The Berisha-Muharremi 2023 trial - which combined photobiomodulation with selenium and vitamin D supplementation - also showed improvements in body composition alongside thyroid markers. The combination of light therapy with targeted nutritional support may work better together than either alone, though the trial design means it is impossible to say how much of the effect came from each component.

What Hashimoto's patients are actually looking for

The population living with Hashimoto's thyroiditis is large - it affects an estimated one in ten women over the course of a lifetime, with a much lower but still significant rate in men. It is also a group that is frequently underserved by conventional medicine: told their labs are fine, their medication dose is correct, and that the persistent symptoms they are experiencing are not thyroid-related.

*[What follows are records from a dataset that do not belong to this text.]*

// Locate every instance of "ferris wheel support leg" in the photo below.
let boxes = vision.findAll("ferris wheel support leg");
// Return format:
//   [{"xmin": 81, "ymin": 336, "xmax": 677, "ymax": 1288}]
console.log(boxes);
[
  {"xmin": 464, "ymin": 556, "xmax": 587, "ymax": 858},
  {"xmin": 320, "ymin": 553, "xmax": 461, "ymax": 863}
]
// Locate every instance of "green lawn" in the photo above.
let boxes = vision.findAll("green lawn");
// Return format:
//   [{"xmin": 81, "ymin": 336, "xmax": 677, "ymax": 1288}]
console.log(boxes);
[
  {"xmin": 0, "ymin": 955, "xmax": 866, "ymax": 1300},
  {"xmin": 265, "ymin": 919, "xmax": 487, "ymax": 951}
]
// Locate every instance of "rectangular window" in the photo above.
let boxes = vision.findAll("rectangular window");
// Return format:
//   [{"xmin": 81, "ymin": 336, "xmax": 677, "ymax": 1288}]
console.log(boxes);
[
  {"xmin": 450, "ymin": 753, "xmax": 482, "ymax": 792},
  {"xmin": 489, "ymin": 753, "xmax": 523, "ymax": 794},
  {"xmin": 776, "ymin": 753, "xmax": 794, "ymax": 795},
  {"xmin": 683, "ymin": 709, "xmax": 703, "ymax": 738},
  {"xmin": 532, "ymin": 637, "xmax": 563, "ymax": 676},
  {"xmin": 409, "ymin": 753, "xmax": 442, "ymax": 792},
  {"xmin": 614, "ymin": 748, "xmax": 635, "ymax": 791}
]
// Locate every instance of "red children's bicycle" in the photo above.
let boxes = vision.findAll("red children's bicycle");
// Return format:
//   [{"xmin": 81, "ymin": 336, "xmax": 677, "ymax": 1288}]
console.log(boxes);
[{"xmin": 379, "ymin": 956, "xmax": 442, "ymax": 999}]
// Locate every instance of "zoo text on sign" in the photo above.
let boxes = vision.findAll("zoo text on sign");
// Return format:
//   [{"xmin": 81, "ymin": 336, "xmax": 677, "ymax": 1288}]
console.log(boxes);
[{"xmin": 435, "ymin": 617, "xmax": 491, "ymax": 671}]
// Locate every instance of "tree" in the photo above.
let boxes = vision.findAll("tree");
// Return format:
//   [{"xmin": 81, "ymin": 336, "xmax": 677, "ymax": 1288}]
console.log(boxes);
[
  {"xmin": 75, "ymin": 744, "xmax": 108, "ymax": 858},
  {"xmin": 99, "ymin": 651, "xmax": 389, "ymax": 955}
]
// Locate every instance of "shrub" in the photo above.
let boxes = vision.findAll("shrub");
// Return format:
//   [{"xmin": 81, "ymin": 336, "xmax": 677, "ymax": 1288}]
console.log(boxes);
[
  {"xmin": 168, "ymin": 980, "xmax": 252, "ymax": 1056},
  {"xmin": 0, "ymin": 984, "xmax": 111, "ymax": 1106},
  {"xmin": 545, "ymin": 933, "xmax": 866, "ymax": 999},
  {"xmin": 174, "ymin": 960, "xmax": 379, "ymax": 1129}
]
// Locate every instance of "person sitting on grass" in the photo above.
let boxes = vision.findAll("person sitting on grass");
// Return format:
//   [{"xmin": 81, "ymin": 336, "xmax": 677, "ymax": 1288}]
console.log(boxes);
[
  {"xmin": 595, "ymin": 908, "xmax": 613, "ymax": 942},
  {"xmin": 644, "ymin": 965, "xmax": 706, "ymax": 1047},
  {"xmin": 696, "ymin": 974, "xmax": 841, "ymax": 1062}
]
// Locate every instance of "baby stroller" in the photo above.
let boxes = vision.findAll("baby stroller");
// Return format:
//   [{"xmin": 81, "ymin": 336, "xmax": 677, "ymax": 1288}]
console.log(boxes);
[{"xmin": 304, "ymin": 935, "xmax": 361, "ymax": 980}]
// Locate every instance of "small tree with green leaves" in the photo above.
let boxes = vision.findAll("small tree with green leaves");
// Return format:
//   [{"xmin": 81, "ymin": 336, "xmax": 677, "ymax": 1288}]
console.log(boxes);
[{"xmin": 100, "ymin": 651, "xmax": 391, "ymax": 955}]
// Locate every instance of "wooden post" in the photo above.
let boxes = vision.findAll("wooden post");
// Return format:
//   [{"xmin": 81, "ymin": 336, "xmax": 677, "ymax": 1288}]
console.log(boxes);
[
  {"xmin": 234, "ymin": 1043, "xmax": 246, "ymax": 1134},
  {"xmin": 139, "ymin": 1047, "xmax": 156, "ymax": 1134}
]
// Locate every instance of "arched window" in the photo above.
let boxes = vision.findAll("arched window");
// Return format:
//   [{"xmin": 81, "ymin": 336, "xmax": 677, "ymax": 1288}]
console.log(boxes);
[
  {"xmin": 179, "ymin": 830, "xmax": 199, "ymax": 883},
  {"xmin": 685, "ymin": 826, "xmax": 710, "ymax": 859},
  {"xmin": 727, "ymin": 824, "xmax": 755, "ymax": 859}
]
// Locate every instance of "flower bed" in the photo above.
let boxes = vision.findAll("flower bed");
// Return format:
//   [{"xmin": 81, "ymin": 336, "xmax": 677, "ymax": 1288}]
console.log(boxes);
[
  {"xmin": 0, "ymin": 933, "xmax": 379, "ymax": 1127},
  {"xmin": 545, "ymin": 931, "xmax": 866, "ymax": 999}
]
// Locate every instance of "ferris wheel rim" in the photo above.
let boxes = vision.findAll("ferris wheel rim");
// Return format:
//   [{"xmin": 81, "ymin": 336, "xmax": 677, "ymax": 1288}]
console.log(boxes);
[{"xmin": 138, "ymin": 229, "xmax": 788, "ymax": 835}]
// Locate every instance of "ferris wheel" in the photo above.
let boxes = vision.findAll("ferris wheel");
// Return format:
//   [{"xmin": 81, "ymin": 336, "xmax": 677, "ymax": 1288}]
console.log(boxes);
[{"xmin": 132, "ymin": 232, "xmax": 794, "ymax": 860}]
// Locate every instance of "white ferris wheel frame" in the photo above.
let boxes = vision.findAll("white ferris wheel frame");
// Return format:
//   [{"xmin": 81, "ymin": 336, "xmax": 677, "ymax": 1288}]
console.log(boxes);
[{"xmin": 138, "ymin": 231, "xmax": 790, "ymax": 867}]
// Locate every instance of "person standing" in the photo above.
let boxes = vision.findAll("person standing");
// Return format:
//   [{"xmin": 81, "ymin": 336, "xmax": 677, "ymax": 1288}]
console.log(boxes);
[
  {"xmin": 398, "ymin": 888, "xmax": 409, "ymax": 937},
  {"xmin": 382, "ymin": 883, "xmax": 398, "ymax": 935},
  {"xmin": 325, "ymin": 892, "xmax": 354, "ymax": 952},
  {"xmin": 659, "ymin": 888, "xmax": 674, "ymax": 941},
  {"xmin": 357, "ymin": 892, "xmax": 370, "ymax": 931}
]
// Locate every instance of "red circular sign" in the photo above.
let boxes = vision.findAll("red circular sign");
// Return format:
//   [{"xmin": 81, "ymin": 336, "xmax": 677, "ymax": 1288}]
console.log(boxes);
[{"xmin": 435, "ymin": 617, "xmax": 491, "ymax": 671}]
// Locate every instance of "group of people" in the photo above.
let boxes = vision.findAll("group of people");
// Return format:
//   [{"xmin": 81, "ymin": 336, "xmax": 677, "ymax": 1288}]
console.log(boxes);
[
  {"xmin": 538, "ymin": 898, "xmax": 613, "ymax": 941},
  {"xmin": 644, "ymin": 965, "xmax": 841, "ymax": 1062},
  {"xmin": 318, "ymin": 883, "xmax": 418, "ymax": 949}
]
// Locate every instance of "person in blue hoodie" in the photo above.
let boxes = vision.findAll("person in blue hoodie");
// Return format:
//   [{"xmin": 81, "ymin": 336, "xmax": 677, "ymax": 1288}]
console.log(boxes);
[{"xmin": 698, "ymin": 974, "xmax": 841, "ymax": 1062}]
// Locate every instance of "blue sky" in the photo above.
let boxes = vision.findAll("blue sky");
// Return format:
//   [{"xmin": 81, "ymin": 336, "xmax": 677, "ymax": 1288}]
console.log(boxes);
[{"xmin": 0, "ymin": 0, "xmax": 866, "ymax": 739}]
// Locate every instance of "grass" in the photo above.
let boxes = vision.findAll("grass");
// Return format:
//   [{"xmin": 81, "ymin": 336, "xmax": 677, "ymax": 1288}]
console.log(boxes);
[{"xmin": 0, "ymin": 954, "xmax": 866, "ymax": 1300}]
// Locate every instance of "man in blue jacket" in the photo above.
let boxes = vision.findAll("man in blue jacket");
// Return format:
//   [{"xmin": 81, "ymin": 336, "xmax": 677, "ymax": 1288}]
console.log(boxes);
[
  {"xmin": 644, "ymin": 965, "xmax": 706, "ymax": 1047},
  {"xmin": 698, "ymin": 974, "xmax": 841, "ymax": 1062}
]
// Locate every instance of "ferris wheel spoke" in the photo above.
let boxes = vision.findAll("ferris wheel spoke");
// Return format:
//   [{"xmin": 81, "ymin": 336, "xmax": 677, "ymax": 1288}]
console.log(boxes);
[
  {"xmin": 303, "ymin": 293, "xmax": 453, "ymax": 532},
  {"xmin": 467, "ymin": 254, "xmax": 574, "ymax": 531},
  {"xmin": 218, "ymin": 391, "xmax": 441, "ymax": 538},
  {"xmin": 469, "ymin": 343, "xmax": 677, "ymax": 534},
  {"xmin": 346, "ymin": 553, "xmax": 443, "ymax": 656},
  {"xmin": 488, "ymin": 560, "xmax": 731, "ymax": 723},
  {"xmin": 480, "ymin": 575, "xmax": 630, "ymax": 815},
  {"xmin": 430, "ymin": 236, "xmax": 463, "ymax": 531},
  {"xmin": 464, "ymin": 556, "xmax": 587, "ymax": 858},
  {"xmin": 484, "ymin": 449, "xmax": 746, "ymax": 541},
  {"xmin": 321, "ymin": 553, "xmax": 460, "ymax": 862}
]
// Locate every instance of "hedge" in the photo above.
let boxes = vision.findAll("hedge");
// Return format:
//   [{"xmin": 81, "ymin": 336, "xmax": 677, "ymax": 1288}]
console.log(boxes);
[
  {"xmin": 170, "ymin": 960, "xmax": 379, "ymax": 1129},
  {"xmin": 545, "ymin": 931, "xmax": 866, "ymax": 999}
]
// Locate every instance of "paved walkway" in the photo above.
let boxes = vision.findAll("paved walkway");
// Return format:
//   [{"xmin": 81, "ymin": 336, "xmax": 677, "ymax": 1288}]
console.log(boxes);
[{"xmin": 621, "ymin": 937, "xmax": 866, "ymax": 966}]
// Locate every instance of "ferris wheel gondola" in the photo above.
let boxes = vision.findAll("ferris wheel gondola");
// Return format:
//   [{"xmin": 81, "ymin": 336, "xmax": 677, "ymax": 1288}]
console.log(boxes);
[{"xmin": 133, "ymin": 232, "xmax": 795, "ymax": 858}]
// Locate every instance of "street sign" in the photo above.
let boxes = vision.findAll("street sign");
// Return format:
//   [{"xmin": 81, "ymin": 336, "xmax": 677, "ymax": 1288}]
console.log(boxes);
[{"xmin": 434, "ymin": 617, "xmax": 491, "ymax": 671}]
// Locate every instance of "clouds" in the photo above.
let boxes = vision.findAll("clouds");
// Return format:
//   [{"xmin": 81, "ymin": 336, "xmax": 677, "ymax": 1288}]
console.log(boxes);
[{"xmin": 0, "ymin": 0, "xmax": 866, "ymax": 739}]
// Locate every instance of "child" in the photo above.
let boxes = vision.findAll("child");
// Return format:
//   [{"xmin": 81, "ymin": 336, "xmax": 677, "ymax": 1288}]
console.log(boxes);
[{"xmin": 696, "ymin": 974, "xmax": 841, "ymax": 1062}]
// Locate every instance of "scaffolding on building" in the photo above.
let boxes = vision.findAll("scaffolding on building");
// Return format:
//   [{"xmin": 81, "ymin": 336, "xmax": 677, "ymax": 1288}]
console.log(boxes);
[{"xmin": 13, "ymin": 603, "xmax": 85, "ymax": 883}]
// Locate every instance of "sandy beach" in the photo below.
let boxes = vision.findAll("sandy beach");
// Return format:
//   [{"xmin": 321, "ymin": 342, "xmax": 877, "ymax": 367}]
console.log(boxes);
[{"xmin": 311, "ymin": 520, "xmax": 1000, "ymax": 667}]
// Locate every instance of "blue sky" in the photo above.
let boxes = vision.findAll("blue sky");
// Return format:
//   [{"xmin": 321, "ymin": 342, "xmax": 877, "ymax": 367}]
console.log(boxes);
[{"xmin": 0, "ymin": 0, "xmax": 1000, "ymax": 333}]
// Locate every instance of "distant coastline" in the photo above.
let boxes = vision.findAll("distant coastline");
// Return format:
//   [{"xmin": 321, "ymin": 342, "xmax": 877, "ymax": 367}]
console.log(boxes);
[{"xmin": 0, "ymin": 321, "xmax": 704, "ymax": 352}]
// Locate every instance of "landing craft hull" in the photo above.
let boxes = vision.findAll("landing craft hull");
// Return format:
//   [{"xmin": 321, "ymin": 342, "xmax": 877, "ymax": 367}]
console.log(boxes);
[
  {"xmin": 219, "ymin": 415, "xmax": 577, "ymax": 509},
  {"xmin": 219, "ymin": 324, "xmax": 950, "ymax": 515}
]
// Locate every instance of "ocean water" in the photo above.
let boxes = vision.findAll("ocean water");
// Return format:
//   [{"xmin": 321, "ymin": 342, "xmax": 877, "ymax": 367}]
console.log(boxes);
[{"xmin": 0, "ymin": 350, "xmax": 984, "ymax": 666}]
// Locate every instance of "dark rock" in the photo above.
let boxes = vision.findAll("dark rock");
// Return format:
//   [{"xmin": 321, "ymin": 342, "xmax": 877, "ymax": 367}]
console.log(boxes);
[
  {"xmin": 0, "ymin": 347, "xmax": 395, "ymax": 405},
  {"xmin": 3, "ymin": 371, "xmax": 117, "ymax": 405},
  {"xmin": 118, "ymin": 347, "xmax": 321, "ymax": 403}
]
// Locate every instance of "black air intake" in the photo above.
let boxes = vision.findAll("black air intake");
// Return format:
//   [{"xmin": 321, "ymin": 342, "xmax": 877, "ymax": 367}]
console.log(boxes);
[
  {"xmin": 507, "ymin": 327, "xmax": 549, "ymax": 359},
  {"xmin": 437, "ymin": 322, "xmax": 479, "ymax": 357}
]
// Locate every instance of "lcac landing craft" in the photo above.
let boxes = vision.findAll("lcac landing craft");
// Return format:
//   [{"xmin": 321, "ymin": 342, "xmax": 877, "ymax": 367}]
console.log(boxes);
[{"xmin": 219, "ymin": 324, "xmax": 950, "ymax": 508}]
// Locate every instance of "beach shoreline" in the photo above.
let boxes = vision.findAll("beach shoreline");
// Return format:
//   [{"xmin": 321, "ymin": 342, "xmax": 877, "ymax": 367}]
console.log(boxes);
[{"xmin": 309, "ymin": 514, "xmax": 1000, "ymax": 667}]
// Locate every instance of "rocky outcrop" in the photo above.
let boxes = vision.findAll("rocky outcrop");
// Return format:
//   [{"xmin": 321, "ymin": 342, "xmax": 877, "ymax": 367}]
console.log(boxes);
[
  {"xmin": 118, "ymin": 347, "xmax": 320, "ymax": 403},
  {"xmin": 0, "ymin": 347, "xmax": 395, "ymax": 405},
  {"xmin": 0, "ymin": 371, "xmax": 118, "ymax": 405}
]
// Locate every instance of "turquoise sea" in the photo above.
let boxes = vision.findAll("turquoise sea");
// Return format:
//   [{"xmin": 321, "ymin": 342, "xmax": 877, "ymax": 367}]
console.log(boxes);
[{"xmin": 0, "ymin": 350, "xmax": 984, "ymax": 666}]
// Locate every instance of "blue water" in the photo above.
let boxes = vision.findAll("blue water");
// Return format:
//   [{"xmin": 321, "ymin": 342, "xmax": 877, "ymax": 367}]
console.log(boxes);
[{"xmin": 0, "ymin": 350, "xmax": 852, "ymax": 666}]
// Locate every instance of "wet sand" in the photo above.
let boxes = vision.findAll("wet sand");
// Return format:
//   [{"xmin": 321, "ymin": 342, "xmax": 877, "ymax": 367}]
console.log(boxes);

That gap has historically been filled by unproven interventions, detox protocols, and thyroid-specific elimination diets of variable evidence quality. Photobiomodulation is genuinely different. The evidence base is peer-reviewed, published in indexed medical journals, includes a randomised controlled trial with six-year follow-up, and the proposed mechanisms are biologically plausible and consistent with what is known about light therapy and autoimmune disease more broadly.

It is not a cure. It does not work for everyone. The effects appear to be time-limited without repeat treatment cycles. But as a low-risk, non-invasive complement to standard thyroid management - particularly for people who are medicated but still symptomatic - the clinical case is more substantial than for most of what is marketed to this community.